Friedensappell beim Mittagsgebet
Persönlich wandte sich das Kirchenoberhaupt beim Mittagsgebet aus dem Apostolischen Palast mit einem Friedensappell an die Welt. Frieden sei ein "Geschenk Gottes" und mit menschlichen Kräften allein nicht zu schaffen, sagte er. Zugleich gelte es Frieden zu fördern durch Dialog, Zusammenarbeit nach den Maßstäben von Wahrheit und Gerechtigkeit sowie die Achtung der "legitimen Bestrebungen der Menschen und Völker". Das italienische Fernsehen und Vatikan-Medien übertrugen das Gebet und die Ansprache live.
"Mein Wunsch ist, dass Frieden herrsche in den Herzen der Menschen und der Familie, an den Orten von Arbeit und Freizeit, in den Gemeinschaften und Nationen", sagte der Papst. 2021 solle ein Jahr der geschwisterlichen Solidarität und des Friedens für alle werden, ein Jahr voller Zuversicht und Hoffnung".

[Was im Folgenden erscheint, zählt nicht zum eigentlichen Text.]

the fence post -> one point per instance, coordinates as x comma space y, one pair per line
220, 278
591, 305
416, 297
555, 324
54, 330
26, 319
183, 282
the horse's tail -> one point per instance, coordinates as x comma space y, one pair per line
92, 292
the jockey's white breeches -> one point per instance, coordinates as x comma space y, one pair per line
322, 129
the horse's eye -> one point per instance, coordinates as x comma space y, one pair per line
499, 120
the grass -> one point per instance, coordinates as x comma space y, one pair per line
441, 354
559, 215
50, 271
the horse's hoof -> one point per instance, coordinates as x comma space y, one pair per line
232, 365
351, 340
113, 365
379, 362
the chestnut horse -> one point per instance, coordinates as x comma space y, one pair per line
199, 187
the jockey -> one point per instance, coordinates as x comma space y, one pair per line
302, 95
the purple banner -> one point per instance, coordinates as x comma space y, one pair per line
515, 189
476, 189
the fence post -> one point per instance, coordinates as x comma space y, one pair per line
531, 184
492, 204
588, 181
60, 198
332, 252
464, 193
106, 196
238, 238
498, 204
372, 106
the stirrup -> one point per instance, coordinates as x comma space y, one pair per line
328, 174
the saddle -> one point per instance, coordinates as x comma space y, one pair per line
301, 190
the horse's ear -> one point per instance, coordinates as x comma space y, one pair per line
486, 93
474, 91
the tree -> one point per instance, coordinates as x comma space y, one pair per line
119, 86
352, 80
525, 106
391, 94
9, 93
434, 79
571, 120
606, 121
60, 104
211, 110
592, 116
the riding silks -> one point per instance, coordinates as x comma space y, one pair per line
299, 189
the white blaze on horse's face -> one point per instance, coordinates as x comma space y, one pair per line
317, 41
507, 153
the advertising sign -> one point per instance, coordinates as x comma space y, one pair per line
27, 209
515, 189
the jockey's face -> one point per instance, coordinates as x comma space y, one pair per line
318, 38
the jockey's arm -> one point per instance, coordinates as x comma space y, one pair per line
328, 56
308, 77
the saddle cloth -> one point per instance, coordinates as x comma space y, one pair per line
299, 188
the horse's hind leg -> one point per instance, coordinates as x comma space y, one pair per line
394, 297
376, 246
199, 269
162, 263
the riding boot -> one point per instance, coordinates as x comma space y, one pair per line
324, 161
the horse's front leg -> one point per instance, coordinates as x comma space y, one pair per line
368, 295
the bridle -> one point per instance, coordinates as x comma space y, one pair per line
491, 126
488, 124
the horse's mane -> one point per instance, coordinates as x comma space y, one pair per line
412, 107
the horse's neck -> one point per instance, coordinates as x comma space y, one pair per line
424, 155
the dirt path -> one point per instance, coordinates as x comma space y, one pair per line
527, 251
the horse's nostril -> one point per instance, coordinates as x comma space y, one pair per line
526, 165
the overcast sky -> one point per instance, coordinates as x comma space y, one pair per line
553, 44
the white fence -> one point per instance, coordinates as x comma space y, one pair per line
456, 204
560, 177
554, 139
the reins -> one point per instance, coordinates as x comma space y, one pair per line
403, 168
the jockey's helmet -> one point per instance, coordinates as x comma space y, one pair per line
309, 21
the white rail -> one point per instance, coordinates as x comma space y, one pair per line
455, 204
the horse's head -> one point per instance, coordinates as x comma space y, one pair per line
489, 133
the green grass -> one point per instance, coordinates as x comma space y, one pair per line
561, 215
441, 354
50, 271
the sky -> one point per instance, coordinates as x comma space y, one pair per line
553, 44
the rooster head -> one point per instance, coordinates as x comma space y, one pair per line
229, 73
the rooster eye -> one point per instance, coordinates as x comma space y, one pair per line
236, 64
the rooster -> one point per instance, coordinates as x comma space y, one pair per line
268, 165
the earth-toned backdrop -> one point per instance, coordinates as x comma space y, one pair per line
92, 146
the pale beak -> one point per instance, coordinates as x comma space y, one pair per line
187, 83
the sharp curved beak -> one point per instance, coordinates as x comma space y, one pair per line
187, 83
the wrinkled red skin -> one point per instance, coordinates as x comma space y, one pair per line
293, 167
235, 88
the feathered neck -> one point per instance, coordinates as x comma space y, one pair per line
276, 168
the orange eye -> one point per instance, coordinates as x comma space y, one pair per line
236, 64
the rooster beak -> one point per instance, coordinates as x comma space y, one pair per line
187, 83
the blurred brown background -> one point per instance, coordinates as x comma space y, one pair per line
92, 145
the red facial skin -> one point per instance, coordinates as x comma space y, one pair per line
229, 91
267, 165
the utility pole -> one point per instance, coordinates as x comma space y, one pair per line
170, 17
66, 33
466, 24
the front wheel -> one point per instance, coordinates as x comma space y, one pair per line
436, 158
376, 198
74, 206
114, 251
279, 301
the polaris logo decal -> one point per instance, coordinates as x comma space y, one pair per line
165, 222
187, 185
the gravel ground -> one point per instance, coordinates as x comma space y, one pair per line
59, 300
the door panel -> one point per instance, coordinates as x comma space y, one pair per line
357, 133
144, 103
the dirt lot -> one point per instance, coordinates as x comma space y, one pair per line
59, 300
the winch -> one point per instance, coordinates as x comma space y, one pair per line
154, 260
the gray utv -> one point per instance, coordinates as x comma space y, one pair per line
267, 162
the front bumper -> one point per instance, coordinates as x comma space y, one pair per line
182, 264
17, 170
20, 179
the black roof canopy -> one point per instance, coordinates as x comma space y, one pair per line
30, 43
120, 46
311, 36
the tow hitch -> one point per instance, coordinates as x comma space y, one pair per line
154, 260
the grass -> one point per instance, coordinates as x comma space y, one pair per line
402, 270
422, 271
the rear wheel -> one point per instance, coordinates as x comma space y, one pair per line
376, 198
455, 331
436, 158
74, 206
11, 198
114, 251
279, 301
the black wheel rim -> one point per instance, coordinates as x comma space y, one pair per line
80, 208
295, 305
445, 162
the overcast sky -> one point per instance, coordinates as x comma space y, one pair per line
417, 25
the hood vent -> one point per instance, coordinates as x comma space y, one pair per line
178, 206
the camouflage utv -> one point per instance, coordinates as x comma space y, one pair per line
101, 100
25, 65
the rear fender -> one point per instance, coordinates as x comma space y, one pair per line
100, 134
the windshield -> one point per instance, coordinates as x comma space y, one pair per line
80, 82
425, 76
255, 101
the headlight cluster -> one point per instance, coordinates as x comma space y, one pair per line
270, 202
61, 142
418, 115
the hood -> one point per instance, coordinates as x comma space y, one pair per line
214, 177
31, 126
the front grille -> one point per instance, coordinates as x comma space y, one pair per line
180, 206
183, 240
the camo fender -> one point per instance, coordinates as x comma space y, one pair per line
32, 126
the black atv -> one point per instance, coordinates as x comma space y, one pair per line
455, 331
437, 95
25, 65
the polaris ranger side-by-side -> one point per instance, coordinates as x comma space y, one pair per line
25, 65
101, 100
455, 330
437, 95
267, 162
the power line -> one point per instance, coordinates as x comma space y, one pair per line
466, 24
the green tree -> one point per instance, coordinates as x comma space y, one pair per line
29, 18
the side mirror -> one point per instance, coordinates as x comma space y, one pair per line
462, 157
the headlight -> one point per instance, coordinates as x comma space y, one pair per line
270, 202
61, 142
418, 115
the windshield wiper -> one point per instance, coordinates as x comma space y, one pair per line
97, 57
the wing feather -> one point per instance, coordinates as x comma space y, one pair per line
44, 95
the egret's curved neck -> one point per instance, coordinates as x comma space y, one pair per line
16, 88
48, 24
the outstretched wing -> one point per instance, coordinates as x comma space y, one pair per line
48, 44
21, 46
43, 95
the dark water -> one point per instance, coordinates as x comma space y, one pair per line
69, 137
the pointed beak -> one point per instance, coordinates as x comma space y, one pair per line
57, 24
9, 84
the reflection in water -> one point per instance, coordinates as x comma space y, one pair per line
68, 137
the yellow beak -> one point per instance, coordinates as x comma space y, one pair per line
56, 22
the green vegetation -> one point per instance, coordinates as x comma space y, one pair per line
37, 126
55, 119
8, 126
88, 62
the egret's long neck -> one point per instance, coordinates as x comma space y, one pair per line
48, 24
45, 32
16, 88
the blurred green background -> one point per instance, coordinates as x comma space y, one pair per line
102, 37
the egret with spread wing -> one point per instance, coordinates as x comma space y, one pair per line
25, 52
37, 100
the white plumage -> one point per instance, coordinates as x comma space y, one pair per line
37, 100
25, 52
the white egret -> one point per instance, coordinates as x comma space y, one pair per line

Ausdrücklich rief er zu Einsatz für die Schöpfung und zur Beendigung von Konflikten auf. Dabei bekundete er "Schmerz und Sorge" über neuerliche Gewalt im Jemen. Zusammen mit zahlreichen weiteren unschuldigen Opfern litte vor allem die Kinder, die ohne Schulbildung, medizinische Hilfe und ausreichende Ernährung blieben.
Jahreswechsel im Vatikan
Die Gottesdienste zum Jahreswechsel im Petersdom fanden pandemiebedingt nur mit einigen Dutzend Gläubigen und Kardinälen im vorderen Teil der Basilika statt. In Italien herrschte über Neujahr eine strikte Ausgangssperre. Bei der Dankvesper an Silvester war neben anderen politischen Vertretern Roms Bürgermeisterin Virginia Raggi zugegen; dem Neujahrsgottesdienst wohnten auch diplomatische Vertreter bei.
Ungeachtet der Gesundheitsprobleme trat Franziskus beim Mittagsgebet in der päpstlichen Bibliothek ohne sichtbare Beeinträchtigungen auf. Auf sein Fehlen bei beiden Gottesdiensten ging er nicht ein. Das Hüftleiden des Papstes ist seit langem bekannt. Im Sommer 2013 bekannte er, das Schlimmste, was ihm in den ersten Amtsmonaten widerfahren sei, sei eine äußerst schmerzhafte Ischias-Attacke.
Absagen geplanter Termine sind indessen selten und hatten meist Bagatellerkrankungen als Grund. Im vergangenen März hinderte ihn eine schwere Erkältung, an einwöchigen Fastenexerzitien südlich von Rom teilzunehmen.